XML 101 R20.htm IDEA: XBRL DOCUMENT v2.4.1.9
Preferred Stock
12 Months Ended
Dec. 31, 2014
Preferred Stock, Number of Shares, Par Value and Other Disclosures [Abstract]  
Preferred Stock
Preferred Stock

Our Certificate of Incorporation authorizes the issuance of up to 5,000,000 shares of preferred stock. As of December 31, 2014, there were: 100 shares of Series B-1 Preferred Stock authorized, and no shares issued or outstanding; 7,500 shares of Series A-2 Preferred Stock authorized and 53 shares issued and outstanding; and 4,000 shares of Series D Preferred Stock authorized and no shares issued or outstanding.

During the year ended December 31, 2013, the Company exchanged all 100 issued and outstanding shares of Series B-1 Preferred Stock pursuant to exchange agreements between the Company and the holders of this preferred stock (the “Exchange Agreements”) for 6,667,286 shares of the Company’s common stock. The liquidation preference for the Preferred Shares was approximately $10,247,000, representing an effective conversion price for the Company’s common stock issued pursuant to the Exchange Agreements of $1.54 per share. In connection with the Exchange Agreements, the holders of the Preferred Shares waived their claim to accrued dividends on the Preferred Shares in the approximate amount of $247,000. The Company recorded the reversal of these accrued dividends as a reduction to Preferred Stock Dividends on the accompanying consolidated statement of operations. During the years ended December 31, 2014 and 2013, the Company incurred approximately $5,000 and $289,000 of costs in connection with the Exchange Agreements, respectively, which were recorded as a reduction to additional paid-in capital. The Company also issued 100,000 of shares of Common Stock to a broker in October 2013, recorded in stockholders’ equity as a cost of the preferred stock exchange equal to a value of $135,000. This value was based on the October 15, 2013 stock price of $1.35 (see Note 20 for further discussion). The Exchange Agreements were recorded through stockholders’ equity.

Each share of Series A-2 Preferred Stock has a stated value of $7,500 per share (the “A-2 Stated Value”), a liquidation preference equal to the Series A-2 Stated Value, and is convertible at the holder’s election into common stock at a conversion price per share of $2.9844 as of December 31, 2014. Therefore, each share of Series A-2 Preferred Stock is convertible into 2,500 shares of common stock as of December 31, 2014. The conversion price is subject to adjustment upon the occurrence of certain events set forth in our Certificate of Incorporation. During the year ended December 31, 2014, the conversion price was adjusted from $3.00 per share to $2.9844 per share as a result of sales in the ATM Offering during this period.

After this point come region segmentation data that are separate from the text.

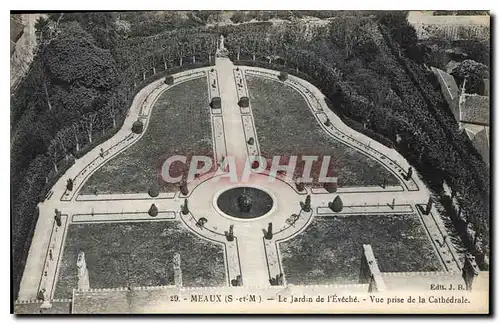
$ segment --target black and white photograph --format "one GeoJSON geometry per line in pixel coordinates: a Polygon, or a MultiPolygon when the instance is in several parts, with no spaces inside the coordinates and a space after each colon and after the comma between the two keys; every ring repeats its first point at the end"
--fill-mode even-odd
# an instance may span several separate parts
{"type": "Polygon", "coordinates": [[[11,313],[490,313],[490,25],[11,10],[11,313]]]}

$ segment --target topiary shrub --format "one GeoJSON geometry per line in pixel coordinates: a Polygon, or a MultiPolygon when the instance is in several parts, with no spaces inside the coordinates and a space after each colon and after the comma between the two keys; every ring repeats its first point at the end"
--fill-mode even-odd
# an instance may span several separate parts
{"type": "Polygon", "coordinates": [[[210,102],[210,108],[212,109],[217,109],[217,108],[221,108],[221,100],[220,100],[220,97],[213,97],[212,98],[212,101],[210,102]]]}
{"type": "Polygon", "coordinates": [[[184,199],[184,204],[182,204],[182,206],[181,206],[181,213],[182,213],[182,215],[189,214],[189,207],[187,204],[187,199],[184,199]]]}
{"type": "Polygon", "coordinates": [[[344,209],[344,203],[342,202],[342,199],[340,199],[340,196],[337,196],[333,201],[328,203],[328,207],[330,207],[330,209],[334,212],[339,213],[342,209],[344,209]]]}
{"type": "Polygon", "coordinates": [[[187,196],[189,194],[189,189],[187,188],[187,183],[185,181],[181,182],[179,189],[182,195],[187,196]]]}
{"type": "Polygon", "coordinates": [[[153,187],[151,189],[148,190],[148,194],[150,197],[158,197],[158,195],[160,194],[160,189],[158,189],[158,187],[153,187]]]}
{"type": "Polygon", "coordinates": [[[262,232],[264,233],[264,238],[266,240],[272,240],[273,239],[273,223],[267,224],[267,231],[265,228],[263,228],[262,232]]]}
{"type": "Polygon", "coordinates": [[[288,72],[281,71],[278,79],[280,79],[280,81],[286,81],[288,79],[288,72]]]}
{"type": "Polygon", "coordinates": [[[156,217],[158,216],[158,207],[156,207],[155,204],[152,204],[151,207],[148,210],[148,214],[151,217],[156,217]]]}
{"type": "Polygon", "coordinates": [[[172,85],[174,84],[174,77],[172,75],[167,75],[165,77],[165,81],[163,81],[165,84],[172,85]]]}
{"type": "Polygon", "coordinates": [[[137,120],[132,124],[132,132],[135,134],[140,134],[142,133],[144,129],[144,123],[140,120],[137,120]]]}
{"type": "Polygon", "coordinates": [[[250,100],[248,97],[241,97],[240,101],[238,101],[238,106],[242,108],[246,108],[250,105],[250,100]]]}

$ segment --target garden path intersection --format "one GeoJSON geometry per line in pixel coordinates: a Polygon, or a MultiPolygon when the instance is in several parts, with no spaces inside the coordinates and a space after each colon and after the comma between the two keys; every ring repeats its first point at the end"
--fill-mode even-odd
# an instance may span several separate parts
{"type": "MultiPolygon", "coordinates": [[[[427,235],[443,269],[458,271],[461,268],[454,246],[446,240],[444,223],[436,208],[432,207],[430,213],[423,213],[418,208],[425,208],[430,192],[416,172],[410,179],[405,179],[404,173],[410,167],[408,162],[394,149],[347,127],[326,106],[325,97],[318,89],[294,76],[289,76],[283,81],[284,84],[304,97],[310,112],[323,131],[339,142],[379,161],[400,180],[401,185],[384,188],[340,187],[333,193],[322,188],[309,187],[299,191],[293,180],[278,177],[269,181],[269,172],[259,171],[257,168],[250,172],[248,181],[236,183],[229,181],[226,172],[207,173],[187,184],[187,195],[181,192],[160,193],[158,197],[152,198],[147,193],[78,194],[84,182],[96,170],[136,143],[146,132],[152,107],[158,97],[170,87],[194,78],[207,78],[209,89],[212,84],[214,89],[217,88],[217,91],[209,91],[210,100],[217,94],[221,98],[221,109],[212,109],[210,113],[216,160],[221,162],[224,157],[234,157],[235,161],[246,161],[248,156],[259,155],[259,134],[255,128],[251,103],[248,107],[238,105],[242,96],[250,97],[245,80],[247,75],[277,79],[279,72],[255,67],[236,67],[228,58],[218,57],[214,67],[175,74],[174,85],[166,85],[163,80],[158,80],[144,87],[135,97],[120,131],[76,160],[54,185],[45,201],[39,204],[40,216],[18,300],[36,299],[41,289],[45,289],[49,299],[54,298],[64,240],[72,223],[178,221],[199,237],[224,245],[227,286],[241,275],[241,284],[244,287],[270,288],[270,279],[279,277],[280,274],[283,277],[282,285],[287,282],[281,264],[279,243],[300,234],[315,217],[351,217],[351,214],[376,214],[377,217],[384,217],[394,213],[413,213],[419,216],[427,229],[427,235]],[[329,126],[325,125],[327,118],[331,122],[329,126]],[[144,122],[144,131],[139,135],[131,132],[132,124],[138,119],[144,122]],[[249,141],[250,137],[254,138],[253,142],[249,141]],[[66,189],[67,179],[74,180],[71,192],[66,189]],[[222,192],[239,186],[256,188],[269,194],[273,200],[271,210],[252,219],[235,218],[222,212],[217,205],[217,198],[222,192]],[[308,195],[312,206],[310,211],[301,208],[301,203],[308,195]],[[334,213],[328,207],[328,203],[336,196],[341,196],[344,205],[344,209],[339,213],[334,213]],[[187,213],[181,210],[185,199],[189,203],[187,213]],[[156,218],[148,215],[153,203],[159,210],[156,218]],[[54,221],[56,209],[63,215],[61,227],[54,221]],[[292,222],[290,217],[294,214],[298,216],[292,222]],[[206,223],[200,226],[199,219],[202,217],[206,219],[206,223]],[[269,223],[272,223],[273,234],[270,239],[265,238],[263,234],[269,229],[269,223]],[[227,239],[225,233],[231,226],[235,238],[232,241],[227,239]]],[[[210,109],[208,105],[207,109],[210,109]]],[[[90,285],[92,286],[92,282],[90,285]]]]}

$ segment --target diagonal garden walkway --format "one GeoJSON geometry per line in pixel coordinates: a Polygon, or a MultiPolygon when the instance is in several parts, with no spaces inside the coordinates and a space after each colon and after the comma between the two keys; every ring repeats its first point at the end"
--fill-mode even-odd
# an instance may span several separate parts
{"type": "MultiPolygon", "coordinates": [[[[234,68],[233,63],[229,59],[216,59],[215,70],[217,73],[216,77],[218,80],[218,90],[222,106],[222,120],[219,119],[219,121],[223,124],[223,127],[218,127],[218,129],[220,132],[224,133],[225,138],[224,145],[221,144],[220,147],[223,147],[224,153],[227,154],[227,156],[232,156],[236,159],[241,172],[243,161],[246,160],[249,152],[253,152],[255,150],[255,148],[248,147],[249,144],[247,143],[247,139],[245,137],[245,129],[247,131],[253,130],[251,134],[256,138],[256,141],[258,134],[256,134],[255,128],[251,125],[251,123],[253,123],[251,110],[248,114],[244,115],[238,106],[239,95],[237,89],[238,81],[236,80],[236,77],[238,75],[241,76],[241,74],[235,74],[234,68]],[[246,118],[243,118],[245,116],[246,118]]],[[[246,71],[246,69],[250,68],[240,67],[240,69],[246,71]]],[[[251,69],[254,71],[264,71],[266,73],[272,72],[273,75],[277,75],[277,72],[275,71],[269,72],[269,70],[258,68],[251,69]]],[[[209,70],[209,68],[204,68],[186,71],[181,73],[179,76],[188,77],[190,73],[207,73],[209,70]]],[[[386,164],[386,167],[393,167],[393,172],[400,172],[401,169],[405,169],[409,166],[407,161],[404,160],[404,158],[402,158],[396,151],[381,144],[374,143],[373,140],[355,132],[343,124],[342,121],[326,106],[323,106],[323,102],[318,99],[323,98],[322,95],[318,93],[319,90],[312,87],[312,85],[308,84],[306,81],[297,78],[292,79],[297,84],[308,89],[308,93],[311,97],[308,97],[307,102],[312,113],[315,114],[318,119],[318,122],[321,120],[319,119],[320,117],[317,116],[318,109],[317,107],[315,108],[314,105],[319,103],[319,105],[322,106],[320,114],[326,114],[334,125],[334,129],[324,129],[331,136],[337,136],[340,133],[348,135],[350,138],[355,139],[357,143],[363,144],[356,144],[358,145],[356,147],[357,149],[363,151],[366,155],[374,156],[377,159],[380,159],[381,154],[390,156],[391,161],[394,163],[386,164]],[[316,100],[315,102],[317,103],[314,104],[313,100],[316,100]],[[371,145],[368,145],[370,142],[371,145]]],[[[209,80],[211,79],[209,78],[209,80]]],[[[196,184],[189,186],[190,194],[188,199],[191,211],[189,214],[190,217],[180,216],[180,206],[184,201],[184,197],[180,195],[180,193],[177,193],[175,196],[160,196],[157,199],[138,194],[133,196],[133,199],[130,199],[132,197],[130,195],[123,195],[123,200],[117,200],[120,199],[119,195],[118,197],[117,195],[113,195],[114,200],[108,200],[105,196],[96,196],[96,199],[82,201],[76,200],[74,193],[65,195],[66,179],[77,177],[82,173],[82,171],[89,168],[92,161],[97,158],[101,160],[90,167],[92,170],[97,169],[100,165],[102,165],[102,163],[113,156],[112,154],[108,154],[104,157],[100,157],[101,148],[106,151],[116,145],[122,145],[123,147],[120,147],[121,151],[137,140],[136,138],[132,138],[123,142],[127,138],[130,138],[131,125],[135,120],[137,120],[137,118],[139,118],[139,116],[142,116],[147,120],[151,106],[154,103],[154,98],[151,97],[151,95],[154,94],[154,96],[156,96],[158,94],[158,89],[163,87],[161,82],[161,80],[156,81],[139,92],[133,101],[123,128],[110,140],[96,147],[81,159],[78,159],[75,165],[73,165],[52,188],[52,198],[39,205],[40,217],[30,248],[24,276],[21,281],[19,300],[30,300],[36,298],[38,290],[41,288],[41,283],[49,292],[49,295],[51,295],[51,287],[53,287],[54,281],[56,280],[56,269],[58,265],[57,263],[51,263],[47,268],[46,256],[49,249],[53,249],[53,258],[57,259],[64,246],[64,244],[60,244],[60,239],[58,244],[53,244],[50,240],[50,233],[54,224],[54,209],[56,208],[62,211],[63,214],[68,215],[67,222],[117,222],[125,220],[144,220],[145,217],[147,218],[146,213],[149,207],[152,203],[155,203],[160,211],[160,214],[163,215],[161,218],[175,218],[182,221],[186,228],[195,232],[199,236],[205,237],[208,240],[224,242],[226,244],[228,259],[226,265],[230,276],[230,278],[228,278],[229,280],[235,279],[234,277],[236,275],[241,274],[244,286],[269,287],[270,276],[275,277],[280,271],[282,271],[279,260],[279,249],[277,249],[276,240],[285,240],[297,235],[307,227],[307,224],[309,224],[310,220],[314,216],[326,216],[324,210],[328,208],[328,202],[332,201],[337,195],[340,194],[342,196],[346,209],[349,209],[349,207],[356,210],[359,210],[359,208],[365,208],[366,212],[372,209],[387,212],[386,206],[391,204],[393,199],[395,205],[409,205],[412,206],[412,208],[415,208],[416,205],[427,203],[430,193],[416,174],[414,175],[413,180],[406,184],[406,190],[401,191],[394,191],[395,188],[389,188],[390,190],[383,190],[380,188],[380,191],[377,191],[376,188],[370,188],[363,191],[363,188],[359,188],[344,192],[339,190],[338,193],[328,194],[323,192],[311,192],[308,190],[307,193],[311,194],[311,203],[313,207],[312,212],[310,214],[300,216],[300,220],[294,226],[289,224],[290,216],[296,213],[301,214],[299,203],[304,201],[304,195],[306,192],[299,194],[293,186],[290,186],[288,183],[281,180],[269,183],[268,176],[266,175],[253,175],[250,178],[250,184],[252,184],[253,181],[253,185],[271,192],[275,197],[274,203],[276,206],[269,215],[253,221],[237,220],[227,217],[227,215],[222,214],[219,210],[217,210],[217,208],[215,208],[215,198],[217,198],[218,194],[222,191],[228,189],[227,183],[224,183],[223,181],[215,183],[215,178],[207,181],[195,180],[194,182],[196,184]],[[63,197],[62,200],[60,200],[61,197],[63,197]],[[377,207],[377,205],[380,207],[377,207]],[[322,215],[318,215],[318,208],[323,208],[322,215]],[[92,215],[97,215],[97,217],[93,218],[92,215]],[[121,215],[124,216],[121,217],[121,215]],[[193,224],[196,223],[196,220],[200,217],[208,219],[206,228],[193,226],[193,224]],[[273,223],[273,233],[276,235],[273,239],[266,242],[263,240],[262,230],[266,229],[268,223],[270,222],[273,223]],[[234,235],[237,237],[237,241],[233,241],[234,243],[228,243],[226,241],[226,237],[224,236],[224,231],[227,231],[230,225],[234,225],[234,235]],[[49,272],[51,275],[48,273],[47,276],[44,276],[45,269],[50,269],[49,272]]],[[[245,89],[247,88],[245,87],[245,89]]],[[[219,140],[219,143],[222,143],[222,138],[219,140]]],[[[222,150],[216,151],[222,152],[222,150]]],[[[221,157],[221,153],[219,152],[216,152],[216,155],[218,158],[221,157]]],[[[91,172],[91,170],[88,169],[86,172],[91,172]]],[[[82,182],[84,182],[84,180],[82,180],[82,182]]],[[[248,184],[249,183],[245,183],[245,185],[248,184]]],[[[234,186],[235,184],[231,185],[234,186]]],[[[242,183],[237,185],[242,185],[242,183]]],[[[439,217],[439,213],[434,208],[432,209],[431,215],[425,217],[427,217],[425,220],[426,225],[429,224],[428,231],[430,237],[433,239],[439,238],[443,236],[443,233],[446,233],[442,220],[439,217]]],[[[452,249],[453,247],[448,245],[441,248],[441,250],[446,251],[452,249]]]]}

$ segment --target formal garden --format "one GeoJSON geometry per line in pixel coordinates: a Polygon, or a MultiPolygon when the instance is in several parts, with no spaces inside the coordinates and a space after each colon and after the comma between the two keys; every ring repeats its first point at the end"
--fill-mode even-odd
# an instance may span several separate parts
{"type": "Polygon", "coordinates": [[[303,233],[280,243],[286,280],[358,283],[363,244],[371,244],[382,272],[443,270],[416,214],[316,217],[303,233]]]}
{"type": "Polygon", "coordinates": [[[339,187],[399,185],[377,161],[326,134],[298,91],[264,77],[247,75],[246,80],[261,155],[329,155],[339,187]]]}
{"type": "Polygon", "coordinates": [[[68,229],[56,298],[71,298],[77,288],[80,251],[91,288],[173,285],[176,253],[183,286],[226,284],[224,247],[198,238],[178,222],[75,224],[68,229]]]}
{"type": "Polygon", "coordinates": [[[97,170],[80,193],[145,193],[152,188],[176,191],[179,184],[161,180],[161,167],[177,154],[213,156],[205,78],[165,91],[152,107],[142,138],[97,170]]]}

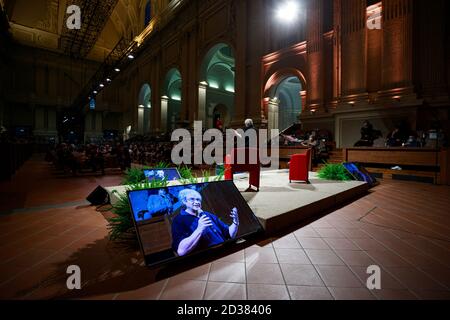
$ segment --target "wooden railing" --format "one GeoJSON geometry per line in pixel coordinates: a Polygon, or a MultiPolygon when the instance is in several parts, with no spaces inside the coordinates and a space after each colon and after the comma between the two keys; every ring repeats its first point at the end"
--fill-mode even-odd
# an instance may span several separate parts
{"type": "Polygon", "coordinates": [[[443,185],[450,182],[448,149],[348,148],[342,152],[346,162],[364,164],[369,172],[429,177],[435,183],[443,185]],[[412,169],[392,170],[391,167],[394,166],[412,169]]]}

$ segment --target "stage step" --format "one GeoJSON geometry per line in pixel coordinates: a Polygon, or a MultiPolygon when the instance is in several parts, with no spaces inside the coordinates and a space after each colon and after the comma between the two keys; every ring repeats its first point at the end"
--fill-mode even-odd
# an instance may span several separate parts
{"type": "Polygon", "coordinates": [[[382,168],[366,168],[371,174],[379,179],[389,180],[407,180],[416,182],[428,182],[428,183],[440,183],[441,175],[435,172],[429,171],[417,171],[417,170],[391,170],[382,168]]]}

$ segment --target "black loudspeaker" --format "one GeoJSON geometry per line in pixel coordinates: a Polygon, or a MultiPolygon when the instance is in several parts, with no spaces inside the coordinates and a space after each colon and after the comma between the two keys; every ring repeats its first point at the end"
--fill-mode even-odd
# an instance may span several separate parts
{"type": "Polygon", "coordinates": [[[109,194],[101,186],[98,186],[91,194],[86,198],[94,206],[99,206],[109,203],[109,194]]]}

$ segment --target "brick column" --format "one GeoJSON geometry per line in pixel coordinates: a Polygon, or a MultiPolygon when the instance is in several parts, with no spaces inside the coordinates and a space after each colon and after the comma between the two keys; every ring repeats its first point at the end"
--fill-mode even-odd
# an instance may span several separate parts
{"type": "Polygon", "coordinates": [[[311,0],[307,8],[308,108],[324,106],[323,0],[311,0]]]}
{"type": "Polygon", "coordinates": [[[366,100],[366,0],[342,0],[340,12],[342,100],[366,100]]]}

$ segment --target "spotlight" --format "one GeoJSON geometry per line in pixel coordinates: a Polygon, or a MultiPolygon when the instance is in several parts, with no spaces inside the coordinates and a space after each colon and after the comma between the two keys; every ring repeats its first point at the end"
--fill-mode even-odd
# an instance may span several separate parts
{"type": "Polygon", "coordinates": [[[294,0],[285,1],[278,7],[276,18],[281,22],[291,23],[298,17],[300,7],[294,0]]]}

The Series A-2 Preferred Stock is subordinate to the Series B-1 Preferred Stock but senior to all other classes of equity, has weighted average anti-dilution protection and, commencing on January 1, 2013, is entitled to cumulative dividends at a rate of 5% per annum, payable quarterly, based on the Series A-2 Stated Value. All dividends are payable at the option of the holder in cash or through the issuance of a number of additional shares of Series A-2 Preferred Stock with an aggregate liquidation preference equal to the dividend amount payable on the applicable dividend payment date. As of December 31, 2014 and 2013, the Company has recorded $40,000 and $20,000, respectively, in accrued dividends on the accompanying balance sheet related to the Series A-2 Preferred Stock.

In accordance with ASC Topic 815, we evaluated whether our convertible preferred stock contains provisions that protect holders from declines in our stock price or otherwise could result in modification of the exercise price and/or shares to be issued under the respective preferred stock agreements based on a variable that is not an input to the fair value of a “fixed-for-fixed” option and require a derivative liability. The Company determined no derivative liability is required under ASC Topic 815 with respect to our convertible preferred stock. A contingent beneficial conversion amount is required to be calculated and recognized when and if the adjusted $3.00 conversion price of the convertible preferred stock is adjusted to reflect a down round stock issuance that reduces the conversion price below the $1.16 fair value of the common stock on the issuance date of the convertible preferred stock.